My Memories of Anbar

As noted elsewhere, we will talk today about Anbar Province, which President Bush, General Petraeus and Ambassador Crocker have all held up as the model of their new strategy in Iraq.
If you glance at a map of Iraq, there's a road that runs west from Baghdad and the Tigris, passes through Fallujah, crosses the Euphrates at Ramadi, the provincial capital, then divides. One branch runs northwest to the Syrian frontier, the other due west, to Jordan.
Sixteen years ago, just after the end of what we now call the First Gulf War, it was my road to freedom.

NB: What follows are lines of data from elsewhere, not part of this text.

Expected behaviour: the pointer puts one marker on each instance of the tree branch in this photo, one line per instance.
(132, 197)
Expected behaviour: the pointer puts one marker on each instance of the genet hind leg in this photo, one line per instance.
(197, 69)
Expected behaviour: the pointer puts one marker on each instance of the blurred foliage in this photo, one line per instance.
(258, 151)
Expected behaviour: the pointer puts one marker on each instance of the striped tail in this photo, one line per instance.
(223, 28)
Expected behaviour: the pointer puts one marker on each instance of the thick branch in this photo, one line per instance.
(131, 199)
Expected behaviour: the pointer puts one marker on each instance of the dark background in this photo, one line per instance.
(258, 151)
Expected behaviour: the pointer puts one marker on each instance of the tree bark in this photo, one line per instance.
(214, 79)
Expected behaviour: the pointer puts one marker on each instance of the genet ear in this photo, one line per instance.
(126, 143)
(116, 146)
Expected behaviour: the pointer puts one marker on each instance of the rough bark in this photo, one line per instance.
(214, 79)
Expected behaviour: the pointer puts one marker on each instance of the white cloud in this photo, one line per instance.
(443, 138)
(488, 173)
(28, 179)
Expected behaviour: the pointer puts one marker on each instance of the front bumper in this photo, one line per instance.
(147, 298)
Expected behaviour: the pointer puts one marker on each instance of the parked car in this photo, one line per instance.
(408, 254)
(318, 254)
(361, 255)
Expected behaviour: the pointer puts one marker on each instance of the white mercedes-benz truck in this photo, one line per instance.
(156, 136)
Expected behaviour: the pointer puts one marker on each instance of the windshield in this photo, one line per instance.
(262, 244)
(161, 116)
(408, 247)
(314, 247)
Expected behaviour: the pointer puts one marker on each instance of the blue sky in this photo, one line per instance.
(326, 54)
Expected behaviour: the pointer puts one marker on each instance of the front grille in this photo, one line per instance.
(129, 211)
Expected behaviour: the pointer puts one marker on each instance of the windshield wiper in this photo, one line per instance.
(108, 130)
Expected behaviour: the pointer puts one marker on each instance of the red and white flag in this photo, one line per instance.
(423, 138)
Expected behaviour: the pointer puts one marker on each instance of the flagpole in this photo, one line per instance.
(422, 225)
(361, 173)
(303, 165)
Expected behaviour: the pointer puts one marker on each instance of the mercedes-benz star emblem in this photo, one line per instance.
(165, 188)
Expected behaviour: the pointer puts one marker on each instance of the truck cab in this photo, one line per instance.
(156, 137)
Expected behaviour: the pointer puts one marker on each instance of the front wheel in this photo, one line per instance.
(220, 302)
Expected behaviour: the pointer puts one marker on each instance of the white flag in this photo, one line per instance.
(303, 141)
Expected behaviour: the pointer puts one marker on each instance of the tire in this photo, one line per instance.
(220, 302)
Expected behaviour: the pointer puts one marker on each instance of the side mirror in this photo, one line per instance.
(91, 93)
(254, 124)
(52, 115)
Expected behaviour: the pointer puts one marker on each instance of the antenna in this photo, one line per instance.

As some of you may remember, I was among a group of reporters captured by the Iraqi Army just after the fighting ended. The whole story is too long and complicated to relate here - shameless plug, I tell much of the story in a chapter of my book Play by Play - Baseball, Radio and Life in the Last Chance League - but, after a week or so that included some scary moments, we were released to the International Committee of the Red Cross in Baghdad, piled onto a bus, and spent much of the day driving across Anbar, across the border and on into Amman.
It's a desert, but does not match the shifting sands Lawrence of Arabia image. Most of what I saw is flat, hard stony ground that stretches away forever. Unimaginably vast, with just a few villages scattered here and there. I remember seeing a communications tower in Fallujah toppled by a smart bomb, and being amazed that the buildings nearby appeared almost undamaged. In 2004, of course, Fallujah was largely destroyed. Back in 2001, there were dozens of charred trucks littered on the side of the highway - attacked by U.S.A.F. fighter bombers in the belief that they were mobile launchers for the Scud missiles Iraq fired at Israel. It later emerged that none of the mobile Scuds was hit, and that the wreckage I saw was of trucks driven by brave or foolhardy men willing to take the risks of the highway in hopes of great profits in Baghdad.
It all seemed so awful and so sad. And it's hard to fathom how much more awful, and much sadder it is now.